This is a second paper from Host Cell and Microbe describing how mouse gut residing commensal microbe's metabolic end-product, succinate, fuels the virulence of pathogenic Citrobacter rodentium (C. rodentium).
This study, led by Vanessa Sperandio at UT Southwestern Medical Center, Dallas, analysed virulence factor expression in mouse C. rodentium, in presence of mouse gut commensal Bacteroides thetaiotaomicron (Bt). The authors have used C. rodentium disease model that mimics E. coli infection in humans.

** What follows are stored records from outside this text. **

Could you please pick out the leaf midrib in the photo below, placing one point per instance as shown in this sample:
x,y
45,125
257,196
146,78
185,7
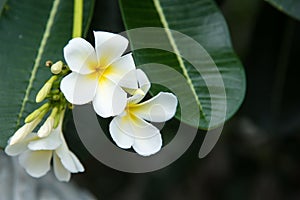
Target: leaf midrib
x,y
165,24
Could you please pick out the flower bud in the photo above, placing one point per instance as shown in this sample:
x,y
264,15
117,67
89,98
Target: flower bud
x,y
36,113
44,91
22,132
57,67
46,128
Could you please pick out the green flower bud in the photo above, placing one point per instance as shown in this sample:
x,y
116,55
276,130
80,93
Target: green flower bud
x,y
56,68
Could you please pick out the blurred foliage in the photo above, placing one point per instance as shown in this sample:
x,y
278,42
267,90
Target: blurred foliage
x,y
290,7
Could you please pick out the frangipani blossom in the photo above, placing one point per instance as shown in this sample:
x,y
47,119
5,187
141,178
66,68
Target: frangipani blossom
x,y
35,155
129,129
98,73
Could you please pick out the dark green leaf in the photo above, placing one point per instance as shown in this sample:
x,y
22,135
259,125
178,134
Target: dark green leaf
x,y
31,33
202,21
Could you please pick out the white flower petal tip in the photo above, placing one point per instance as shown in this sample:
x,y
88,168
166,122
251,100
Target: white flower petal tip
x,y
122,139
110,99
36,163
160,108
80,56
109,47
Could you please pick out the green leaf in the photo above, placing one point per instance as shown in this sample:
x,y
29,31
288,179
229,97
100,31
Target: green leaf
x,y
202,21
32,32
290,7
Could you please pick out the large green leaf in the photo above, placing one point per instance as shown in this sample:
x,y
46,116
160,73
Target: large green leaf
x,y
202,21
290,7
31,32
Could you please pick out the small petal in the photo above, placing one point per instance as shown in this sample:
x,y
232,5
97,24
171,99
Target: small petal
x,y
36,163
50,142
16,149
147,147
80,56
110,99
122,139
160,108
122,72
78,89
61,173
109,47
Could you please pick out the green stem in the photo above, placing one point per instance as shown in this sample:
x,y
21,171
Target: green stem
x,y
77,18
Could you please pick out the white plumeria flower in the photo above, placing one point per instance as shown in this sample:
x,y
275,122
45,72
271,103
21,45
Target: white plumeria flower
x,y
35,155
98,73
129,129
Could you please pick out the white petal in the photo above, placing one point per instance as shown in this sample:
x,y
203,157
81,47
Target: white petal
x,y
61,173
76,161
110,99
79,89
122,139
36,163
50,142
160,108
65,156
80,56
123,72
16,149
147,147
144,86
109,47
135,127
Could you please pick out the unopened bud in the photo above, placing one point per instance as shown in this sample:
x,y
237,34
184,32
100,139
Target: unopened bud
x,y
48,63
35,114
44,91
139,92
22,132
46,128
57,67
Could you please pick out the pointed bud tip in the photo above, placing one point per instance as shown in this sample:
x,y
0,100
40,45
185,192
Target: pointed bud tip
x,y
56,68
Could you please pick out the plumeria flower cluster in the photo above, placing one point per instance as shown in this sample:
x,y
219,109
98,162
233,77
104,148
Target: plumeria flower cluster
x,y
115,87
37,149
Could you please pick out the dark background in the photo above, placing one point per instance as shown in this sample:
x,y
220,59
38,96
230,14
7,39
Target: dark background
x,y
257,155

It appears that the authors' initial objectives were to study the mechanisms by which gut commensals were driving virulence factor expression in pathogenic microbes and only later diverted their attention towards the role of succinate metabolism in this process.

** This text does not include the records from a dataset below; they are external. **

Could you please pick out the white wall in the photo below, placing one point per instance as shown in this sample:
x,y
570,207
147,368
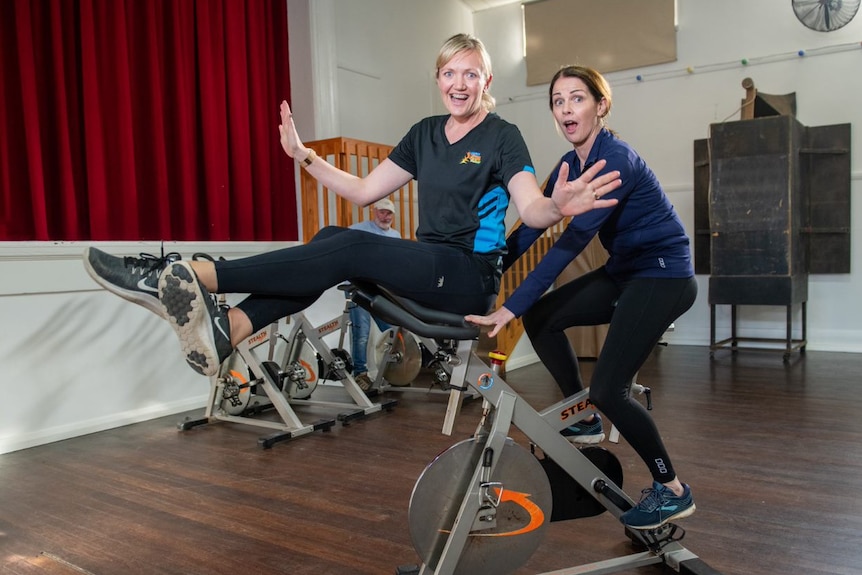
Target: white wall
x,y
77,359
670,108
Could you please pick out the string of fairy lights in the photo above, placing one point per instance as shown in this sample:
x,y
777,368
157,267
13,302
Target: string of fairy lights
x,y
625,78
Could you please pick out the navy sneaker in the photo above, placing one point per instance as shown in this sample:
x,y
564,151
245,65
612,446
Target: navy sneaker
x,y
657,506
585,433
201,325
133,279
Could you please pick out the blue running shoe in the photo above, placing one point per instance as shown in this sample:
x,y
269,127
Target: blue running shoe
x,y
657,506
585,433
201,325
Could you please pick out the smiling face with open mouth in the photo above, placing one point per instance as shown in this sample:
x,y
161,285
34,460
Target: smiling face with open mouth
x,y
577,112
462,81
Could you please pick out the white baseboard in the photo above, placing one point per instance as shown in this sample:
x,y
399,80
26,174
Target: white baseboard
x,y
17,442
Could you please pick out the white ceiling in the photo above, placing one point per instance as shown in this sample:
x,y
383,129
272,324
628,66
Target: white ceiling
x,y
478,5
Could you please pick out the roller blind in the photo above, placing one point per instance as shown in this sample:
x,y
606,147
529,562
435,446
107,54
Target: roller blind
x,y
608,35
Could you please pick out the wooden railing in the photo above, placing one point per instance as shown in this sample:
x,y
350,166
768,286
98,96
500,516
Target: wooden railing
x,y
322,207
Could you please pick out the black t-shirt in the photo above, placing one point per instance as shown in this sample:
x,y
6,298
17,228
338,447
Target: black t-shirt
x,y
463,193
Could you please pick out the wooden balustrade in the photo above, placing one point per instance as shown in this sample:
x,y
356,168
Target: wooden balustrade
x,y
321,207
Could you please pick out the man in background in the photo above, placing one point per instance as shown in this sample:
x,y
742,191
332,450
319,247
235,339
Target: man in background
x,y
382,213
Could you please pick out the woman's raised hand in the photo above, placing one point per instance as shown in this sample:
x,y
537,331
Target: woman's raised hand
x,y
496,319
584,193
287,132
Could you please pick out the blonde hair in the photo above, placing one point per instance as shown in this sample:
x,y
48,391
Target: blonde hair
x,y
467,43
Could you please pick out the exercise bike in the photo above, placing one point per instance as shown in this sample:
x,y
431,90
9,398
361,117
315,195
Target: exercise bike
x,y
269,370
482,506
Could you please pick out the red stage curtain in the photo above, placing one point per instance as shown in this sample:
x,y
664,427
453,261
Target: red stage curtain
x,y
144,120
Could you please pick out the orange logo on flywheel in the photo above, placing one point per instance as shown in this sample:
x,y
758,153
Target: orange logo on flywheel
x,y
537,516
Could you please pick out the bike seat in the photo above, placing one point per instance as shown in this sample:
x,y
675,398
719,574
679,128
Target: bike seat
x,y
415,317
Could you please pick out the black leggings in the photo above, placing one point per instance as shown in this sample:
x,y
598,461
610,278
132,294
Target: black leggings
x,y
639,311
286,281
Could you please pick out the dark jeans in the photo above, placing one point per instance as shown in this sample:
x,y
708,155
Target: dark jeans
x,y
639,311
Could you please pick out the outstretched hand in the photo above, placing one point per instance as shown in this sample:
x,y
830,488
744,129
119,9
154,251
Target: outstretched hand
x,y
585,192
287,131
497,319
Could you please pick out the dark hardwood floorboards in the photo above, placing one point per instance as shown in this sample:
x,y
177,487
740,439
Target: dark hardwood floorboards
x,y
772,452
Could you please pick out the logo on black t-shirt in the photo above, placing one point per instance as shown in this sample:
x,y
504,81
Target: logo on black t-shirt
x,y
472,158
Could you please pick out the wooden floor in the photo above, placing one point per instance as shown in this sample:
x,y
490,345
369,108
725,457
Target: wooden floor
x,y
773,453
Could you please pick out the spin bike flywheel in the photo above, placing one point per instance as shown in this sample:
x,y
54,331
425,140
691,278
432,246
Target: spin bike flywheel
x,y
522,513
302,373
404,349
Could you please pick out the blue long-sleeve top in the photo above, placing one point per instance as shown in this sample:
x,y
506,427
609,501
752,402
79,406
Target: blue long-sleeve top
x,y
642,233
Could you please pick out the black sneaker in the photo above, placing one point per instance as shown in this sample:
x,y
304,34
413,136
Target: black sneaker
x,y
586,433
201,325
133,279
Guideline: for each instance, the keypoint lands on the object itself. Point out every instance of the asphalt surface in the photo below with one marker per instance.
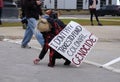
(102, 64)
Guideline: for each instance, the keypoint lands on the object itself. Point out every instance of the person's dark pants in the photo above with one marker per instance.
(93, 12)
(0, 15)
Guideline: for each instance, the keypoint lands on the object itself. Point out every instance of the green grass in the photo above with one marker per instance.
(108, 22)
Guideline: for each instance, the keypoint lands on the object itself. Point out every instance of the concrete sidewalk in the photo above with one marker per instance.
(106, 49)
(16, 63)
(104, 33)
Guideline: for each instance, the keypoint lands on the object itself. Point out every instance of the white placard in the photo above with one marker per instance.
(74, 42)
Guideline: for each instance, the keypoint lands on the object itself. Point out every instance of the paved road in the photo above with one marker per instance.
(16, 66)
(102, 64)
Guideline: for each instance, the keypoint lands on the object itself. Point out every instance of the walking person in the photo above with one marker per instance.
(92, 9)
(32, 12)
(1, 6)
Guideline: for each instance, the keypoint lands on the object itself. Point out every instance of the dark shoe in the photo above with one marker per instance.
(50, 65)
(67, 62)
(22, 46)
(36, 61)
(99, 24)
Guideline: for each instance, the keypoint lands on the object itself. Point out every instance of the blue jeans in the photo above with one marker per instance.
(31, 29)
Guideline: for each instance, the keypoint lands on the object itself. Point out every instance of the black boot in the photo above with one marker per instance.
(67, 62)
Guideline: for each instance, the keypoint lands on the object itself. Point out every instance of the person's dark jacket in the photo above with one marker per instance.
(32, 10)
(91, 2)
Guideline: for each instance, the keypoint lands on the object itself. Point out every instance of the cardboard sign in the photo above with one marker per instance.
(74, 42)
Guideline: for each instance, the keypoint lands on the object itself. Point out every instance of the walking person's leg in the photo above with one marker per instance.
(91, 16)
(28, 34)
(0, 16)
(96, 16)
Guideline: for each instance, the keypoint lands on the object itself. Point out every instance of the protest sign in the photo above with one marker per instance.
(74, 42)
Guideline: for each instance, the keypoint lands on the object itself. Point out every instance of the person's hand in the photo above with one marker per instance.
(38, 2)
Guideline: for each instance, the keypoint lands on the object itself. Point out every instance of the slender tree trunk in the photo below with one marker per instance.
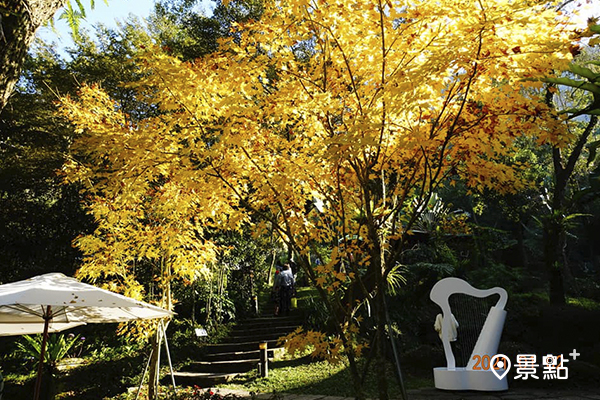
(552, 260)
(380, 361)
(19, 19)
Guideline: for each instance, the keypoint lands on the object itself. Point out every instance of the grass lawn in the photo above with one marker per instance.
(305, 376)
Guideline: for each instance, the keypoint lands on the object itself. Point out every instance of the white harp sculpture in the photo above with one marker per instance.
(474, 376)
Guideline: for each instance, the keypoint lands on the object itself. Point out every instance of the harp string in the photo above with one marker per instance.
(471, 313)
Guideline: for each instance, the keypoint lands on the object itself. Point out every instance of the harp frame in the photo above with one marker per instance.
(469, 378)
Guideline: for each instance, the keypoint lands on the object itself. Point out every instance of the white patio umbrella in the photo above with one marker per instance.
(54, 302)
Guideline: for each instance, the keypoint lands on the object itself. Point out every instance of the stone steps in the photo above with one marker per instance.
(239, 353)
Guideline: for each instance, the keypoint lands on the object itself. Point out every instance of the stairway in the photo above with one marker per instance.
(239, 352)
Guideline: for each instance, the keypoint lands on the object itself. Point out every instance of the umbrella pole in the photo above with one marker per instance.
(168, 355)
(144, 375)
(38, 381)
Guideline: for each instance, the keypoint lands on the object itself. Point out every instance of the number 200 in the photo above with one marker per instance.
(483, 363)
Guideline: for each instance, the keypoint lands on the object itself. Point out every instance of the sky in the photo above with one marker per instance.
(119, 10)
(116, 10)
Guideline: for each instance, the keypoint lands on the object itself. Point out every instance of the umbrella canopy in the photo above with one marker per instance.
(24, 305)
(54, 302)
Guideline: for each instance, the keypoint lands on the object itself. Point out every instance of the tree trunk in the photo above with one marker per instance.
(19, 19)
(380, 361)
(552, 260)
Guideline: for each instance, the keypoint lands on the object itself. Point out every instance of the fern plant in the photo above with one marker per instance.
(57, 347)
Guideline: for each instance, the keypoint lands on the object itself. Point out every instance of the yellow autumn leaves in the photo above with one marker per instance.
(364, 106)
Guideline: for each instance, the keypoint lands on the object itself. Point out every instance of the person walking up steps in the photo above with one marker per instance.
(285, 283)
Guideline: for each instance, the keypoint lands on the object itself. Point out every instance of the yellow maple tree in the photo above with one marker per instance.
(330, 122)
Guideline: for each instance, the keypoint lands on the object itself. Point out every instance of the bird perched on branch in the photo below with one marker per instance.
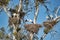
(49, 25)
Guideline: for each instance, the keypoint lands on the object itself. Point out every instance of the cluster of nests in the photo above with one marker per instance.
(33, 28)
(4, 2)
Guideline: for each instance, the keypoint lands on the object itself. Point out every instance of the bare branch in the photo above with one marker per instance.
(20, 6)
(36, 13)
(7, 12)
(57, 11)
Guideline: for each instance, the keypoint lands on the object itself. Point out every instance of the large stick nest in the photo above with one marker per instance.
(14, 20)
(32, 27)
(4, 2)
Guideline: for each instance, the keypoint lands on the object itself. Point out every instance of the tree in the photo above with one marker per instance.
(19, 29)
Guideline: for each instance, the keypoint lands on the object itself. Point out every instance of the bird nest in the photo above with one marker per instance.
(32, 27)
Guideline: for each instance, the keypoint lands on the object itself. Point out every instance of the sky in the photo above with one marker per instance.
(41, 18)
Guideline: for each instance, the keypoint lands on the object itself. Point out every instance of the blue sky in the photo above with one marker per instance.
(41, 18)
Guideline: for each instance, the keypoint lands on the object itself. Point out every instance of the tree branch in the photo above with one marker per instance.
(20, 6)
(36, 13)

First, the authors showed that presence of Bt enhances expression of several virulence factors in E. coli and in an in vitro culture.

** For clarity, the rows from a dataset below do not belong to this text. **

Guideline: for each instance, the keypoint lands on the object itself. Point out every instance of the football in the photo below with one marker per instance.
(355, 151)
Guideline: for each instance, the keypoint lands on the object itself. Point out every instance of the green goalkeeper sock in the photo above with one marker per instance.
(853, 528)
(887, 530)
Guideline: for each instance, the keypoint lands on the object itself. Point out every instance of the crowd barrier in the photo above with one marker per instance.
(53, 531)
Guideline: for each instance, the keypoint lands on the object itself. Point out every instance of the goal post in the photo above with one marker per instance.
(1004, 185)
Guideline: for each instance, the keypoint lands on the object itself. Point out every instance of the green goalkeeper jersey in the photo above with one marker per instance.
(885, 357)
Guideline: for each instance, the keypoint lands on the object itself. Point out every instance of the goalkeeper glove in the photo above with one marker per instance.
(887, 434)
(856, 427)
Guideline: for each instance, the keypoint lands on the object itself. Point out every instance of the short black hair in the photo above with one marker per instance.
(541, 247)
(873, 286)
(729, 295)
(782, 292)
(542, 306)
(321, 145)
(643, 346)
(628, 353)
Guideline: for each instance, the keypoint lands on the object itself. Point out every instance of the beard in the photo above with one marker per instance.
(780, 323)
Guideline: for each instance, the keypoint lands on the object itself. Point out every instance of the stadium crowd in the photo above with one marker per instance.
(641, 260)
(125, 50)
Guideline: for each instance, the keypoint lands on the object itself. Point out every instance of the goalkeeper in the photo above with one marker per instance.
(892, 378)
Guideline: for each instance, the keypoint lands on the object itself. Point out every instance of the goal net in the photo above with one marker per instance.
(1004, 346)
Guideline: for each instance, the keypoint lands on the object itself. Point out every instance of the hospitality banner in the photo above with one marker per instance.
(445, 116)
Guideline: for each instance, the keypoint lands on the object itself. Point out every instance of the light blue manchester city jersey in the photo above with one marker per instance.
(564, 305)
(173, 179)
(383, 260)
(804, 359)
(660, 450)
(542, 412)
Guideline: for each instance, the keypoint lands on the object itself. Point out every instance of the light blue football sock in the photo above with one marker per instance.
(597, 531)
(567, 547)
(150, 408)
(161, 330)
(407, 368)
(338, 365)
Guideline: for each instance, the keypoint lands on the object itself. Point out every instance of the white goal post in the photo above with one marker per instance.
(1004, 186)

Similar results were observed with C. rodentium culture.
Interestingly, this enhancement was not observed in cra mutant E. coli that is incapable of sensing sugar fermentation products, like succinate (however, the authors did not show similar results with cra mutant C. rodentium).
In vivo experiments with either wild-type C. rodentium or mutant strains showed that reconstitution of antibiotic treated mice with Bt could enhance C. rodentium pathogenicity. The authors reported that severity of infection with cra mutant C. rodentium was attenuated, though not abolished, it appears (implying that C. rodentium showed cra-succinate independent virulence).
Still, analysis of sugar fermentation products in the day 2 post infected mice cecum showed that there was selective increase in succinate in presence of Bt or C. rodentium.
Finally, addition of succinate to E. coli culture could enhance expression of virulence factors in the wild-type but not in a cra mutant E. coli strain (again, the authors did not show similar results with cra mutant C. rodentium).
In summary, this study and another one from Justin Sonnenburg's lab, highlighted the potential detrimental role of gut commensals in fueling the virulence of pathogenic microbes. We are thinking that the term gut commensal implies friendly microbe, however occasionally those friendly microbes could involuntarily provide support to pathogenic ones.